According to IMF, data-dependent monetary policy and strengthening communication would help to contain the second round effects and anchor inflation expectations.

“Greater exchange rate flexibility remains key to safeguarding reserves while foreign exchange market interventions should be guided by a robust policy framework. Reforms to enhance monetary policy operations and deepen money as well as government securities market would need to be accelerated to improve the efficiency of monetary policy transmission,” it said.

“The authorities will need to further tighten the fiscal and monetary stance to rebuild policy buffers,” it further stated.

Rwandan authorities will also need to sustain their ongoing efforts to strengthen institutions to deliver and monitor Rwanda’s ambitious climate objectives to help mobilise and efficiently allocate additional resources, according to IMF.

Rwanda economy grows

Rwanda’s economy recorded a strong growth of 8.2 percent in 2022 while headline inflation remained high at 20.8 percent in February this year.

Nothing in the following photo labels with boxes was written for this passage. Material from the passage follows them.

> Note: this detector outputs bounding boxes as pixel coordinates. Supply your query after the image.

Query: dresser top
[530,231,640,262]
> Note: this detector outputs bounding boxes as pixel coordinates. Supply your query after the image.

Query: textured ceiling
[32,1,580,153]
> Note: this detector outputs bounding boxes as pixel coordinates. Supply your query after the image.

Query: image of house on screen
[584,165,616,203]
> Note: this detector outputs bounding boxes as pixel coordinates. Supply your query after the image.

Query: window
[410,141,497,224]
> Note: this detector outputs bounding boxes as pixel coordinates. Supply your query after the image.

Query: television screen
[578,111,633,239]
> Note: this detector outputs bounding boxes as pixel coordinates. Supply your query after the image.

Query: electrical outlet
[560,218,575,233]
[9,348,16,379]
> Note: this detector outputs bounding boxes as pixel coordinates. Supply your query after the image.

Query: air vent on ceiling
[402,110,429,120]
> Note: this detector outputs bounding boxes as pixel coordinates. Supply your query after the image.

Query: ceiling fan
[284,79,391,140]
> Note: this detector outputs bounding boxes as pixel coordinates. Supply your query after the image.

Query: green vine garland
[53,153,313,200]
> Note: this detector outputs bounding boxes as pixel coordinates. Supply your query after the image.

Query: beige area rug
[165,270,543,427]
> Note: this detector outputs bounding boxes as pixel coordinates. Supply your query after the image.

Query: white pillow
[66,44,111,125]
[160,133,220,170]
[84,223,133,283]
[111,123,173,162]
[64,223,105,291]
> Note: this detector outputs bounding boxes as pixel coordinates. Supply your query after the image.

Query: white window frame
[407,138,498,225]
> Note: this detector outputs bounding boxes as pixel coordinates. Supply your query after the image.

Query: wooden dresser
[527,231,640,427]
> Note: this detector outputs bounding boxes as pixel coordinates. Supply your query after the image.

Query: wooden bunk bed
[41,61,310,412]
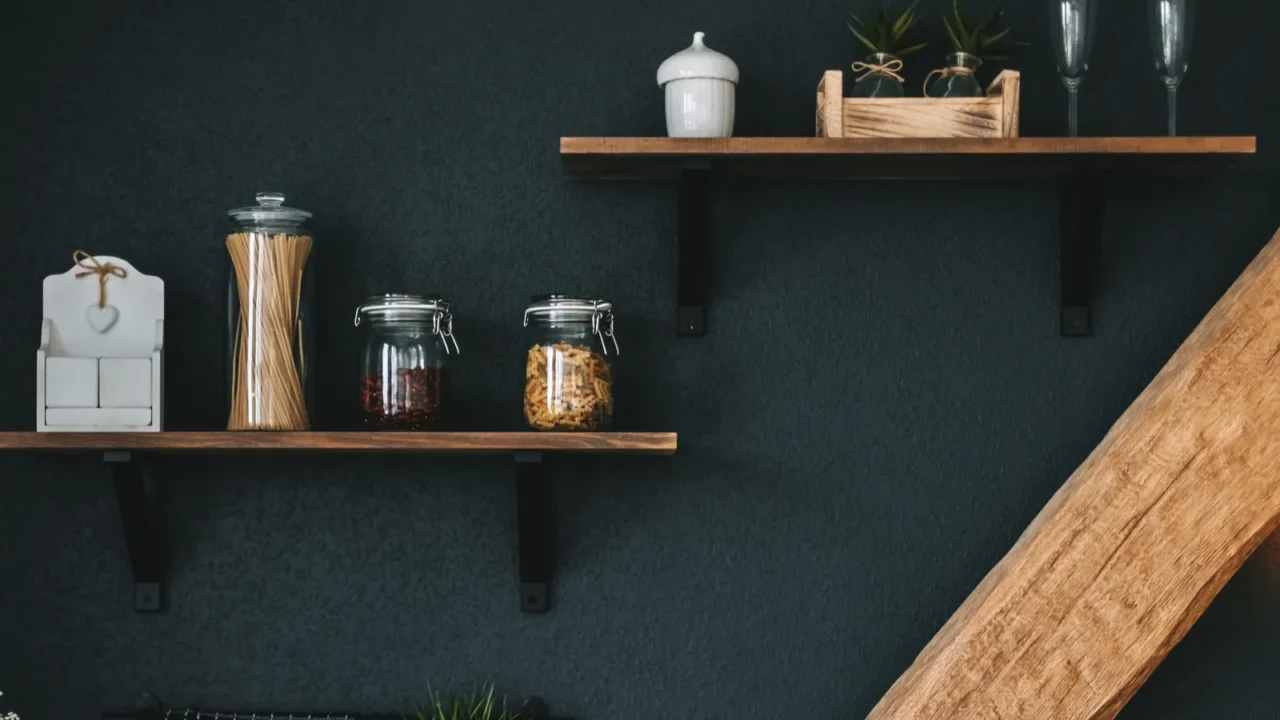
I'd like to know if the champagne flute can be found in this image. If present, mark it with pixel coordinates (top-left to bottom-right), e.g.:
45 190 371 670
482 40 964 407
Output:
1048 0 1098 137
1147 0 1196 137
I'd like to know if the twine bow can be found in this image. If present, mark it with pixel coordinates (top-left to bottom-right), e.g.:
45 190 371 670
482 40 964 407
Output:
72 250 129 307
924 65 973 97
849 58 902 82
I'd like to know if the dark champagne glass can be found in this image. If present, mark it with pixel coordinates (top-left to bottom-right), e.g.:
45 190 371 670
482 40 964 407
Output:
1048 0 1098 137
1147 0 1196 137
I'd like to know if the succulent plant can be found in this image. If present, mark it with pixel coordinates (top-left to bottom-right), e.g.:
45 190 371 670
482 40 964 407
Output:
411 685 521 720
845 0 928 58
942 0 1028 61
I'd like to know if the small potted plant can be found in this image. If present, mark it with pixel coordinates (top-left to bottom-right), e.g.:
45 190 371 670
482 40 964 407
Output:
414 685 532 720
845 0 928 97
924 0 1027 97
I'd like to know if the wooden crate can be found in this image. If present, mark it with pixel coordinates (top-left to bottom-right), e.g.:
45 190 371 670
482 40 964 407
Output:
817 70 1021 137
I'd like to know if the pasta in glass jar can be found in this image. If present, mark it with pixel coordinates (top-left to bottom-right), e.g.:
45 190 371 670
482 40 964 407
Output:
525 295 618 430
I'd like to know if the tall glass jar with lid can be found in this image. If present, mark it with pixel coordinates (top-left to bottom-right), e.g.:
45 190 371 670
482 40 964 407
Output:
525 295 618 430
227 192 315 430
356 295 458 430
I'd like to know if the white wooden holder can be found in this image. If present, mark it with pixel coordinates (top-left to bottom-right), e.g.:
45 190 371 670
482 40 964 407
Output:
36 255 164 432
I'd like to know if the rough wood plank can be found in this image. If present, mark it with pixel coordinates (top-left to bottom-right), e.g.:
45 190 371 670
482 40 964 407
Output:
561 136 1257 156
845 97 1002 137
817 70 845 137
869 228 1280 720
0 430 676 455
561 137 1256 179
987 70 1023 137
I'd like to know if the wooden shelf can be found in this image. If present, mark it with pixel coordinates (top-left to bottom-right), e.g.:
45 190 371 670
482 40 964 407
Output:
0 430 676 612
0 432 676 455
561 137 1257 179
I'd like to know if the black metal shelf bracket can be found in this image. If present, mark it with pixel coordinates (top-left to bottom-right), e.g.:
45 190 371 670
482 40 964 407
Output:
102 451 165 612
676 160 712 337
516 452 559 612
1059 168 1110 337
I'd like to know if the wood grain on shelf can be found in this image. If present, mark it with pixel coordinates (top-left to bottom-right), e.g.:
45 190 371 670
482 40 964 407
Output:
561 137 1257 155
868 225 1280 720
0 432 676 455
561 137 1257 179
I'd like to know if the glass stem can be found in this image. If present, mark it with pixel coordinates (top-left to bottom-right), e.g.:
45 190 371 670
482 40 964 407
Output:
1066 87 1080 137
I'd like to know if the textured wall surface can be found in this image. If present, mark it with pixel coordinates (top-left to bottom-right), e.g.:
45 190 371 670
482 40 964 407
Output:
0 0 1280 720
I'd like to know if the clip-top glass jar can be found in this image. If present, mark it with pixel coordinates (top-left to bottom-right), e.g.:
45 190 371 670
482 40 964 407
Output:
356 295 458 430
227 192 315 430
525 295 618 430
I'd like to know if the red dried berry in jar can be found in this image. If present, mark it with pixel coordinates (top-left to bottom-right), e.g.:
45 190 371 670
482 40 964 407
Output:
356 295 458 430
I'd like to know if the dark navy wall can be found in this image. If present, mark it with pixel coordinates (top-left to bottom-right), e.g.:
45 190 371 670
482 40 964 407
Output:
0 0 1280 720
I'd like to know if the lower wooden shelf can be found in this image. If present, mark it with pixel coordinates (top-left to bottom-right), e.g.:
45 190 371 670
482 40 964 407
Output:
0 430 676 455
0 432 676 612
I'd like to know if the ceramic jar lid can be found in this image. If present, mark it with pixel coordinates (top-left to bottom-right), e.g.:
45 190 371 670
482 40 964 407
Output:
658 32 737 87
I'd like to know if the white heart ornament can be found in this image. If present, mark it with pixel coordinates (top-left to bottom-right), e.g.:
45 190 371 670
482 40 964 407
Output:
84 305 120 334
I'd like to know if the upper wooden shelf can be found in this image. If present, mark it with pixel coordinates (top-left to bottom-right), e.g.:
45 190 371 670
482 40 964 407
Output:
561 137 1257 179
0 432 676 455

Rwanda’s Central Bank Governor John Rwangombwa

Rwanda’s Central Bank Governor John Rwangombwa who says inflation in the country has risen sharply due to high prices of imported goods as well as local food prices. PHOTO | NMG

Economic activity fuelling import demand added to existing pressures on foreign exchange reserves tied to higher commodity prices and the tightening of global financing conditions and further exacerbated domestic as well as external imbalances.

“While the economy registered a strong growth macroeconomic imbalances have emerged. Gross domestic product (GDP) growth was 8.2 percent in 2022 as strong output in the manufacturing and services sectors more than offset weaker-than-expected agricultural production and a sharp slowdown in construction activity,” IMF said.

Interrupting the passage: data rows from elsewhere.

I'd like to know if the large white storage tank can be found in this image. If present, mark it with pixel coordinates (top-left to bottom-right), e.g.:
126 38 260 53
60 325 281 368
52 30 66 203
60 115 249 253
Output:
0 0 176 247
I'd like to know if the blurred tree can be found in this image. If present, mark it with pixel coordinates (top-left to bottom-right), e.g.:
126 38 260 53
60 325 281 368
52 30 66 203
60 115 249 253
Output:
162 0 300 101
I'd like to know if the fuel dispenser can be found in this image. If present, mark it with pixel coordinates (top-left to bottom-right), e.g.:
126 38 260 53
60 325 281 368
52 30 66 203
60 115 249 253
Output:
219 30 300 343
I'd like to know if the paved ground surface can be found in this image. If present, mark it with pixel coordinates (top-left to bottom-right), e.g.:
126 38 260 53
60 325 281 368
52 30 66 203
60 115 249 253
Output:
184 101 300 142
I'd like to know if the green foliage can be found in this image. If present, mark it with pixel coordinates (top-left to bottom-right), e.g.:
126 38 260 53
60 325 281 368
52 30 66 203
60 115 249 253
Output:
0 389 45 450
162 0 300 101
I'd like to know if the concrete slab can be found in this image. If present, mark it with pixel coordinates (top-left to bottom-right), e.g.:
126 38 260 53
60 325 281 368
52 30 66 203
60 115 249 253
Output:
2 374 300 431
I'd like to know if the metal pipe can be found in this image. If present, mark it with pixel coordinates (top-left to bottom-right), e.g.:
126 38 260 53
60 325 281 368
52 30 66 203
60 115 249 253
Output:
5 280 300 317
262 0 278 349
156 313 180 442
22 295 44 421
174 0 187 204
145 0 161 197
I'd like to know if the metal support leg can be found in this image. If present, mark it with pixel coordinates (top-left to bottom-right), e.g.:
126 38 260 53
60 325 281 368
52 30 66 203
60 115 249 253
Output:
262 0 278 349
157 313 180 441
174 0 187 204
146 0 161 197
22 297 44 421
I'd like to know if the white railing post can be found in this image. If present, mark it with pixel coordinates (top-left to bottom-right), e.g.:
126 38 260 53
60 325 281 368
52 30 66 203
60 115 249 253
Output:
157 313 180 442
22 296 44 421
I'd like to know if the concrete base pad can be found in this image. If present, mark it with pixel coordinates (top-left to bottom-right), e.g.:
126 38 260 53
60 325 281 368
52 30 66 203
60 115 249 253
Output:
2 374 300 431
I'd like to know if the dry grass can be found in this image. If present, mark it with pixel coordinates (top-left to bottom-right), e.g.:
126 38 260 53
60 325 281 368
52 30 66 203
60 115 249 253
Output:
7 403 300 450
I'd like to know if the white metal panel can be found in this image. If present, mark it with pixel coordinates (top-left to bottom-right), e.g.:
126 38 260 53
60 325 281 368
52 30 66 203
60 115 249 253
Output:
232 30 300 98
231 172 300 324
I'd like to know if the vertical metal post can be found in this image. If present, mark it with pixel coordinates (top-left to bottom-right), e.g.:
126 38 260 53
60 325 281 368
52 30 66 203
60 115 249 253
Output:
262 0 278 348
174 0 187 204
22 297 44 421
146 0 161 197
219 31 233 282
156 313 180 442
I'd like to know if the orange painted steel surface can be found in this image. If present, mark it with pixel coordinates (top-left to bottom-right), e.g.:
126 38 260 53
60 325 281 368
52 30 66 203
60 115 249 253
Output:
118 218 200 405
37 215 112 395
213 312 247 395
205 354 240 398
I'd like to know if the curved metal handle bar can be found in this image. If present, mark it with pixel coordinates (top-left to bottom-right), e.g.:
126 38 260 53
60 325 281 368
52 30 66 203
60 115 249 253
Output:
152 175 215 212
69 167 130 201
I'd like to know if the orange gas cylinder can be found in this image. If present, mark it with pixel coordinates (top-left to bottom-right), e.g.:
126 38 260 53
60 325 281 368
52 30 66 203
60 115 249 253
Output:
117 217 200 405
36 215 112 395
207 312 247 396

Rising food prices linked to the weak agriculture performance due to unfavourable weather conditions and strong domestic demand kept headline inflation persistently above 20 percent in recent months with high core inflation at 14.4 percent in February, signalling broad based and persistent inflationary pressures in the economy.

Read: Cost of living to hit African nations harder

According to IMF, robust import demand coupled with high commodity prices and tightening global financing conditions have weakened Rwanda’s external position.

“Despite a faster pace of exchange rate depreciation, external buffers were significantly reduced with foreign reserves declining to 4.1 months of prospective imports at end of 2022,” IMF said.